Sharing food in Sufi style

After an appetising book, Sadia Dehlvi serves the famed Dehlvi cuisine at an ongoing festival in the city

December 22, 2017 04:59 pm | Updated 04:59 pm IST

 CELEBRITY CHEF: Sadia Dehlvi at Delhi Pavilion

CELEBRITY CHEF: Sadia Dehlvi at Delhi Pavilion

Sharing food with friends and film stars has always been her family tradition. Little wonder that Sadia Dehlvi, noted journalist and author, has brought the same hospitality and famed dishes to The Delhi Tablespread food festival that she is curating at Sheraton New Delhi Hotel in Saket . This is an acknowledgement of her family’s rich contribution in enriching dishes which have become famous even beyond the Walled City of Delhi.

On her cooking ability, Sadia modestly says, it is a blessing from the Almighty. “This is one of the reasons why I wrote my book ‘Jasmine & Jinns’ as I want to share my recipes. Food is as much about memories as it is about spices, love, compassion. The Prophet said the best food is the one which is shared. Go to dargahs, gurudwaras where so many people are fed. Food sustains our bodies as well as our soul. My friends told me why I have shared all my recipes in the book. If God has given me a skill, why should not I share it with everyone?”

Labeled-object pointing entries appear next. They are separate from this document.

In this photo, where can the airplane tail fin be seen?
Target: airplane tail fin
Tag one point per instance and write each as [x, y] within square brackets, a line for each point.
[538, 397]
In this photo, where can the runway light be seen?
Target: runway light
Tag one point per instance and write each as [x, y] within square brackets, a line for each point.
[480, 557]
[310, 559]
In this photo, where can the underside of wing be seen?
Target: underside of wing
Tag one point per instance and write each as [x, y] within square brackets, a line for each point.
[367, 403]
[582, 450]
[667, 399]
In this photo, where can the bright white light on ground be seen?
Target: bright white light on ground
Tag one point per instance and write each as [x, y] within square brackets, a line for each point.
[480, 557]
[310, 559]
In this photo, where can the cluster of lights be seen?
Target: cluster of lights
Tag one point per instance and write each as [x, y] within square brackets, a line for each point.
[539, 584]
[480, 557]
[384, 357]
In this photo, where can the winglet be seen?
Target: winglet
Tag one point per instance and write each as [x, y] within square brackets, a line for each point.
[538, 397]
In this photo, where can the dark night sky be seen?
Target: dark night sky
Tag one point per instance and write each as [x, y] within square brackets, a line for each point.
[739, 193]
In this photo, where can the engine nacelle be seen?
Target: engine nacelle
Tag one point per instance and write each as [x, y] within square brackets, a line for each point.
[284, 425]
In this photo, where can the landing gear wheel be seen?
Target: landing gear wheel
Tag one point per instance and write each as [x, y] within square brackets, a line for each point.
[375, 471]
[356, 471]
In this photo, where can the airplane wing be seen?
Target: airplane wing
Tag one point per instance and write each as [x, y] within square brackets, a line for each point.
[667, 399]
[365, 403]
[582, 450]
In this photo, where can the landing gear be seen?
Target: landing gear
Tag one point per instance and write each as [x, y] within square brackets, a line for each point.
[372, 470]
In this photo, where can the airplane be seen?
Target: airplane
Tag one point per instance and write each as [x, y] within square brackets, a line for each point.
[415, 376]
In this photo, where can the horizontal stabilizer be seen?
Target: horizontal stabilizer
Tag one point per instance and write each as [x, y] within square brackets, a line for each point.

She insists that I first taste nihari and haleem which are meant to keep body warm during winter. Nihari is made in a degh that is sealed in a clay enclosure. The meat shanks were big and the simmering gravy was rich enough to keep my belly full for the entire day. “In morning, labourers would eat nihari and go for work. In my childhood, we never served nihari to guests as it was poor man’s food. But we ate it every Sunday.”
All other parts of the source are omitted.